Le 1er janvier 2011, la Hongrie a pris le relais de la Belgique pour assurer la présidence tournante du Conseil de l’UE. Ce pays, qui a rejoint l’UE en 2004, est depuis quelques mois sous le feu des critiques, et ce pour deux raisons : pour sa nouvelle loi sur les médias votée le 20 décembre 2010 et pour une loi fiscale qui impose des taxes exceptionnelles aux investisseurs étrangers.
La nouvelle législation pour les médias qui a été adoptée le 20 décembre 2010 par le Parlement hongrois avec 256 voix pour et 87 contre et qui est entrée en vigueur le 1er janvier 2011 donne au parti au pouvoir en Hongrie, le FIDESZ, affilié en Europe au PPE, et qui dispose de plus de deux tiers des sièges, un pouvoir de contrôle sur la presse audiovisuelle, écrite et sur Internet, publique ou ou privée, qui a été qualifié de "menace pour la liberté de la presse" par l'Organisation pour la sécurité et la coopération en Europe (OSCE).
En juillet 2010 déjà, la télévision nationale, la radio nationale, la télévision par satellite et l'agence de presse nationale ont été regroupées au sein d’une même entité chapeautée par un patron, qui est en l’occurrence une proche du Premier ministre, Annamária Szalai, nommée directement pour une période de neuf ans.
Un Conseil des médias joue le rôle d’autorité de régulation du secteur. Ses cinq membres, qui appartiennent tous au FIDESZ, sont, eux aussi, nommés pour neuf ans. Ses décisions s'imposent à tous les médias, même privés. La loi permet à ce Conseil des médias d'imposer de lourdes amendes - 200 millions de forints (700 000 euros) pour les télévisions, 25 millions (89 000 euros) dans le cas des journaux ou des publications en ligne, 10 millions de forints (36 000 euros) pour les hebdomadaires, jusqu’à 2 millions de forints (7 250 euros), ce qui correspond à environ une année et demi de salaire moyen net en Hongrie pour les particuliers - aux médias qui ne respecteraient pas ses avis en mettant sur le marché des productions qui "ne sont pas équilibrées politiquement" ou qui "entravent la dignité humaine.

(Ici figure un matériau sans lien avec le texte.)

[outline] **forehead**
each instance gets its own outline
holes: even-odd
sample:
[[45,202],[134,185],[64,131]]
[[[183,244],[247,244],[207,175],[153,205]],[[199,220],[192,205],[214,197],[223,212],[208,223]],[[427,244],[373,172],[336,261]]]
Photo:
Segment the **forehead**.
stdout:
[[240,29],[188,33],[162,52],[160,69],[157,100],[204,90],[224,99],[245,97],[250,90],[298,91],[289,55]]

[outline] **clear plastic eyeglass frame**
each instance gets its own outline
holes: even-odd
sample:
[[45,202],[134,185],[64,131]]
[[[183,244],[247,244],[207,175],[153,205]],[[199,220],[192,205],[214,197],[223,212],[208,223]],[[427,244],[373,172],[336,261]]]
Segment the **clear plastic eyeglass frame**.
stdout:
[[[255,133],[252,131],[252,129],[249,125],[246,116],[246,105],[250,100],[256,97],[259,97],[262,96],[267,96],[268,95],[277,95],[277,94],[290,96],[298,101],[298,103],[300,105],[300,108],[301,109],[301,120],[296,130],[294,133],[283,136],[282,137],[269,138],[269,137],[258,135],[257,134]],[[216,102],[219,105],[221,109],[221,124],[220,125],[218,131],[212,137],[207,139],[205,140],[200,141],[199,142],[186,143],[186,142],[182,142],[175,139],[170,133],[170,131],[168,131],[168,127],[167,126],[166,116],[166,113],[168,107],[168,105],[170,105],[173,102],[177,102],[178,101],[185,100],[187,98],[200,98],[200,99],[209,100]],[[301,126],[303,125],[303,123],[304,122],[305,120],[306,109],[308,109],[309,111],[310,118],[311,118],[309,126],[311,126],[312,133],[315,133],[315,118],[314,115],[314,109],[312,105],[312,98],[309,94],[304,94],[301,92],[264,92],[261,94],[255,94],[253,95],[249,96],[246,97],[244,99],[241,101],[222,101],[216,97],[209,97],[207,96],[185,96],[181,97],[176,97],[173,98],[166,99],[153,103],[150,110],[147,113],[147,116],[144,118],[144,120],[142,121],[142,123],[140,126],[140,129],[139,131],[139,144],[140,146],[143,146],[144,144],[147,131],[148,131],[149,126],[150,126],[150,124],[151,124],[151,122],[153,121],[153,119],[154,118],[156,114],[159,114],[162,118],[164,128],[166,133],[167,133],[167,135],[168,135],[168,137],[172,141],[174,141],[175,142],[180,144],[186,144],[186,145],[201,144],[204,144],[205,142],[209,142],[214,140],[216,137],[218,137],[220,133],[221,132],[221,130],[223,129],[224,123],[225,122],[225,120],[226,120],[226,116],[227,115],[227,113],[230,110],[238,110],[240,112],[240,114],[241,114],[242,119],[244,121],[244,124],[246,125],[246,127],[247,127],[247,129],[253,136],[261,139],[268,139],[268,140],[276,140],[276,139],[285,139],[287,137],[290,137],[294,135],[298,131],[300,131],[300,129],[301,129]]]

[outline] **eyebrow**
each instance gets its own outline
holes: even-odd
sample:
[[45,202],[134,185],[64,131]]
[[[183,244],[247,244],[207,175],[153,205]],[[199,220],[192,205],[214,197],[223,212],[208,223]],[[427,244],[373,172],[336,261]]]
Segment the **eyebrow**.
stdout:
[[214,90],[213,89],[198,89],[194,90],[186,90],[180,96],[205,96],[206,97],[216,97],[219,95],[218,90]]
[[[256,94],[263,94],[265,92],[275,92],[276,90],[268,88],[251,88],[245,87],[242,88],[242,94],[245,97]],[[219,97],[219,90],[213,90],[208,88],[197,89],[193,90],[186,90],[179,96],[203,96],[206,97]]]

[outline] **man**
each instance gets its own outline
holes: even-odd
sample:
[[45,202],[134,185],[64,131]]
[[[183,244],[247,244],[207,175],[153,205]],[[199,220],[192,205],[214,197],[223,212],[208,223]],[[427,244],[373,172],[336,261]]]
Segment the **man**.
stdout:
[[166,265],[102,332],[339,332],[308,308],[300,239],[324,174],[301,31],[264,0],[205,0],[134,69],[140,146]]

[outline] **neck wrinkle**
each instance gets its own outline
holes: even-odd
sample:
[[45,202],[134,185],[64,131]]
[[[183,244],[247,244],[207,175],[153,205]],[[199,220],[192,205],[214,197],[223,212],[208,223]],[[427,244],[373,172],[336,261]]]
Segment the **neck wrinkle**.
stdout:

Le recours judiciaire est limité. Il ne pourra se faire qu'après correction de l'information ou après avoir payé cette amende. Ce qui signifiera pour la plupart des médias en Hongrie, selon certains analystes, la liquidation pure et simple. Il peut être fait appel de ces amendes par un long examen judiciaire qui peut prendre des années et menace de rapidement conduire les médias à la faillite. Le Conseil des médias peut également interdire les subsides publics pour les médias reconnus coupables. Les organismes de radiodiffusion peuvent être suspendus pour une durée de 30 jours dans le cas où ils violeraient la nouvelle loi.
Les journalistes sont également obligés de divulguer leurs sources. En effet, la nouvelle autorité pourra, si elle le veut, inspecter tous les documents d'un organe médiatique sans même qu'il y ait un délit identifié. De même, les journalistes seront obligés de divulguer leurs sources s'il en va de la "sécurité nationale" ou de la "protection de l’ordre public".
Un amendement constitutionnel permet également au Conseil des médias de publier des décrets (législations de deuxième niveau) concernant les médias, dont des "frais de supervision" pour les sociétés médiatiques privées.
Les autorités hongroises insistent de leur côté sur le fait que le texte est conforme aux normes européennes.
Dès le premier jour de son application, la loi sur les médias a été mise en œuvre contre une radio privée, Tilos Radio, pour avoir diffusée la chanson "It’s on" du rappeur Ice-T, qui date de 1993 et qui constituerait un danger pour la jeunesse.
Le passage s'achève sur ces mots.